Brazil is preparing for an impactful discussion regarding the incorporation of Bitcoin into its national reserves. The Chamber of Deputies is set to host its first public hearing on August 20, 2025, which sets the tone for a significant turn in financial strategy.
At the forefront of this initiative is Bill 4.501/2024, introduced by Federal Deputy Eros Biondini in November 2024. This legislative proposal aims to enhance Brazil’s asset portfolio, moving away from traditional investments like US Treasuries by incorporating innovative digital assets.

Chamber Discusses Bitcoin as a Strategic Reserve
The Economic Development Commission has scheduled the hearing to commence at 4 p.m. in Plenary 5 of the Chamber of Deputies, located in Brasília, emphasizing the gravity of the situation.
Federal Deputy Luiz Philippe de Orleans Bragança is a strong proponent of this initiative, highlighting the growing enthusiasm among lawmakers.
With Bill 4.501/2024, the government seeks to acquire Bitcoin and other reliable cryptocurrencies, aiming to enhance Brazil’s financial resilience.
Several academic and financial experts have been invited to share their insights. Diego Kolling, the Head of Bitcoin Strategy at Méliuz, will elaborate on the strategic role of cryptocurrencies in long-term financial frameworks. Meanwhile, Rubens Sardenberg from Febraban will shed light on the regulatory landscape.
Other notable organizations such as Abcripto, the Central Bank of Brazil, and the Ministry of Finance have also been called upon, providing opportunities to examine the potential impacts of Bitcoin on inflation rates, fiscal policies, and overall economic growth.
Exciting developments in Brazil as the Strategic Bitcoin Reserve hearing approaches on August 20th! Potential allocation of $18.5 billion to #Bitcoin could change the financial landscape.
Mark your calendar: The Chamber of Deputies kicks off discussions about Bill 4.501/2024 on August 20, 2025, at 4:00 p.m. in Brasília!

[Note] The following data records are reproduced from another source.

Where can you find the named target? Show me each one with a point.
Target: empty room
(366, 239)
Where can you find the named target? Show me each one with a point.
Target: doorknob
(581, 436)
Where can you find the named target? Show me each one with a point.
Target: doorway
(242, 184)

— CryptoTrends (@cryptotrends) August 5, 2025
Evaluating Bitcoin: Opportunities and Challenges
Proponents contend that Bitcoin can serve as a reliable hedge against fluctuations in the Brazilian real, particularly in light of increasing inflation. However, critics raise concerns about the erratic nature of Bitcoin prices, which can fluctuate by as much as 30% in a single day.
For effective implementation, auditors will require clear frameworks for accounting for cryptocurrencies on national financial records. Critics will likely caution against the perils of purchasing at a high price, only to see values plummet.

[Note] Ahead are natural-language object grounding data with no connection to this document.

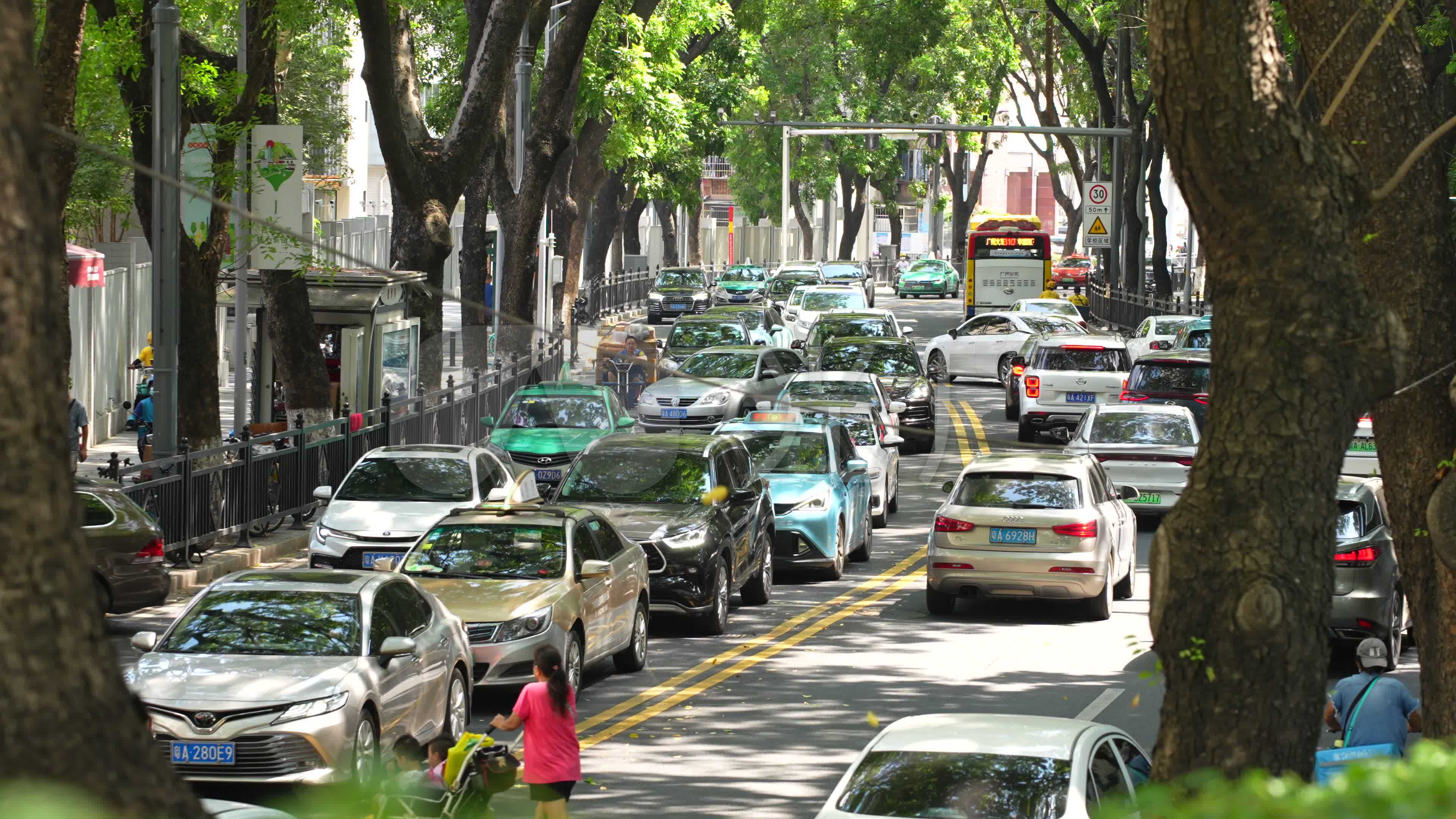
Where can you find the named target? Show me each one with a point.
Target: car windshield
(490, 550)
(1055, 308)
(1083, 359)
(679, 279)
(822, 301)
(720, 366)
(707, 334)
(743, 275)
(638, 475)
(260, 621)
(1018, 490)
(960, 786)
(1350, 522)
(879, 359)
(431, 480)
(1187, 378)
(844, 271)
(830, 391)
(1163, 429)
(558, 411)
(849, 328)
(1053, 324)
(791, 452)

If Brazil advances this initiative, it follows the example set by Texas, which allocated $10 million to Bitcoin purchases under recent legislation signed by Governor Greg Abbott.
States like Arizona and New Hampshire have evaluated similar measures but have yet to execute any financial acquisitions. Additionally, recent actions by US officials to endorse crypto reserves lend significant momentum to the conversation surrounding sovereign Bitcoin ownership.
Future Perspectives on Government Crypto Holdings
Internationally, France is considering utilizing unused energy from nuclear plants for state-run Bitcoin mining, projecting an annual revenue potential of up to $150 million from one gigawatt of excess power.
Brazil’s diverse energy landscape—comprising hydropower and solar energy—presents opportunities to explore Bitcoin mining’s synergy with renewable energy sources. Establishing a Bitcoin reserve alongside renewable energy mining could transform surplus energy into a valuable income source.